Failure to Timely Address Water-Damaged Ceiling in Resident Room
Penalty
Summary
The deficiency involves the facility’s failure to ensure a safe, clean, comfortable, and homelike environment for one resident whose room ceiling had visible water damage. Over the course of about a month, the resident reported multiple incidents of water leaking from the ceiling, resulting in brown-stained blotches above the bed and doorway. The resident stated these concerns were brought to the DON several times and also discussed with maintenance, and reported being told that maintenance was having difficulty obtaining replacement tiles.
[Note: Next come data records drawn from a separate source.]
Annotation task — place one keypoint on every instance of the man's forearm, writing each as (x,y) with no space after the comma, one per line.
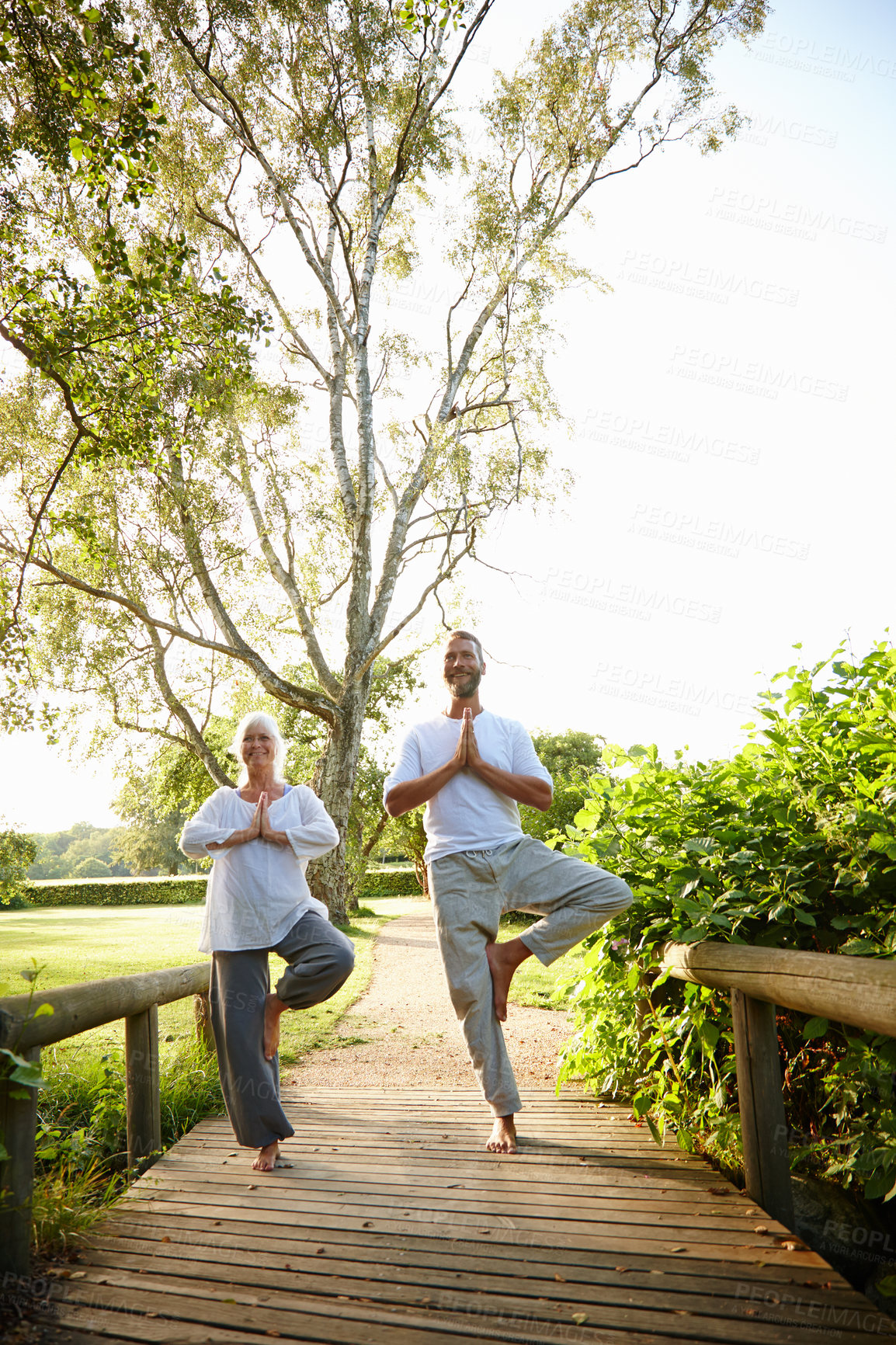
(411,794)
(523,788)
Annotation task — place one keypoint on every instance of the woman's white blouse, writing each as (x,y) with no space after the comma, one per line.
(257,891)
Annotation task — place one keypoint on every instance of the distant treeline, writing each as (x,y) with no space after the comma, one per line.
(88,852)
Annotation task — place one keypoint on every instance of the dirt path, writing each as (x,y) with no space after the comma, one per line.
(404,1030)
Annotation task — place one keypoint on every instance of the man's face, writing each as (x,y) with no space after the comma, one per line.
(462,670)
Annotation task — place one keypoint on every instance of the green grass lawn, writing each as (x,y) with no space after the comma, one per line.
(92,943)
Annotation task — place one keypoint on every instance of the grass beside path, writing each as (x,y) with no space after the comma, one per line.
(92,943)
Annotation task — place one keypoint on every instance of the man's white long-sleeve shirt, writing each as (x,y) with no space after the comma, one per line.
(257,891)
(467,814)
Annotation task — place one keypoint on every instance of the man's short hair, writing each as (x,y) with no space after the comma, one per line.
(467,635)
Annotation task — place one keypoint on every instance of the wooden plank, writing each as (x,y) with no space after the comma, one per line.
(377,1240)
(141,1083)
(293,1313)
(855,990)
(401,1284)
(762,1106)
(409,1264)
(411,1246)
(90,1003)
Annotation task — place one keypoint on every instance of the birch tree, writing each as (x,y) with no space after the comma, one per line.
(287,516)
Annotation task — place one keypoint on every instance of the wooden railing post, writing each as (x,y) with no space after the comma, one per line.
(762,1106)
(18,1124)
(202,1014)
(141,1074)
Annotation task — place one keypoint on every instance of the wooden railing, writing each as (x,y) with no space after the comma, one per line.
(860,992)
(77,1009)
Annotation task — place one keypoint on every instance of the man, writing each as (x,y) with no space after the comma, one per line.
(471,768)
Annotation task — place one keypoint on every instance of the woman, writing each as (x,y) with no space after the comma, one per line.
(262,836)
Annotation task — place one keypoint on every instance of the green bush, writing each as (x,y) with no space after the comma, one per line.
(116,892)
(789,843)
(389,884)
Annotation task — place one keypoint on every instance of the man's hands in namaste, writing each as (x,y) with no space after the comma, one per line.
(467,749)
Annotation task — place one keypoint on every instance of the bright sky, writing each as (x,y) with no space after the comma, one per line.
(732,448)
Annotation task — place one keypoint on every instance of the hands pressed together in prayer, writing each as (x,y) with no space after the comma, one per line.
(260,828)
(467,749)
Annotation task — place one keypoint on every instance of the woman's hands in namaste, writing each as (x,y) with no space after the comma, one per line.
(259,829)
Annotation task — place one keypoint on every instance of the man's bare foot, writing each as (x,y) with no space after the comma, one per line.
(503,1135)
(503,959)
(273,1008)
(266,1159)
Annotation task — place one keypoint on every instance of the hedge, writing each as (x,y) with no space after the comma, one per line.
(116,892)
(389,884)
(174,892)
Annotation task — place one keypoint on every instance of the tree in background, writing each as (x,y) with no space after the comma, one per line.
(16,854)
(572,757)
(183,513)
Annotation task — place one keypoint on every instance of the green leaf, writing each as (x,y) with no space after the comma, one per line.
(815,1028)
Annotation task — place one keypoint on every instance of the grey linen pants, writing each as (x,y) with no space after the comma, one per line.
(470,892)
(319,961)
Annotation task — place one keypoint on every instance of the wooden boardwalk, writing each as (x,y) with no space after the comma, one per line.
(394,1227)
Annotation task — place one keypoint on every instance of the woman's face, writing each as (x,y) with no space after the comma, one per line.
(257,747)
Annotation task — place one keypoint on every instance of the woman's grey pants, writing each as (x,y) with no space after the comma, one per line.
(470,892)
(319,961)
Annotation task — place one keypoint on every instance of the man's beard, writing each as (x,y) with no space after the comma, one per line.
(463,690)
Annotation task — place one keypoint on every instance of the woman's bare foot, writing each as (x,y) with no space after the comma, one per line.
(503,1135)
(266,1159)
(273,1008)
(503,959)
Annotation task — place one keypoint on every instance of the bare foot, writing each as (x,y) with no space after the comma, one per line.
(503,1135)
(266,1159)
(503,959)
(273,1008)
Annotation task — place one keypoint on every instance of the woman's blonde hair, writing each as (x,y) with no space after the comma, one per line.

The resident expressed concern about the integrity of the ceiling and the presence of organic growth and wanted the damaged tiles removed. Interviews with facility staff revealed inconsistent awareness and delayed response to the water damage. The Maintenance Director, who was new to the role, reported that there had been no leaking pipes in the last month and attributed the damage to an overflowing toilet, stating that the day of the interview was the first time he became aware of the issue, after the resident pointed it out during a visit to the room. Another maintenance staff member, with 12 years of experience at the facility, stated he had known about the water damage for about two weeks following an upstairs toilet overflow and that new tiles were available but had not yet been installed, noting that caulk had been used in some previously damaged areas. The NHA and DON later stated the damage was from a recent leak and that the facility was waiting for the area to dry before replacing tiles, but no additional information was provided regarding the delay in addressing the resident’s ongoing concerns and the visible water-damaged ceiling tiles.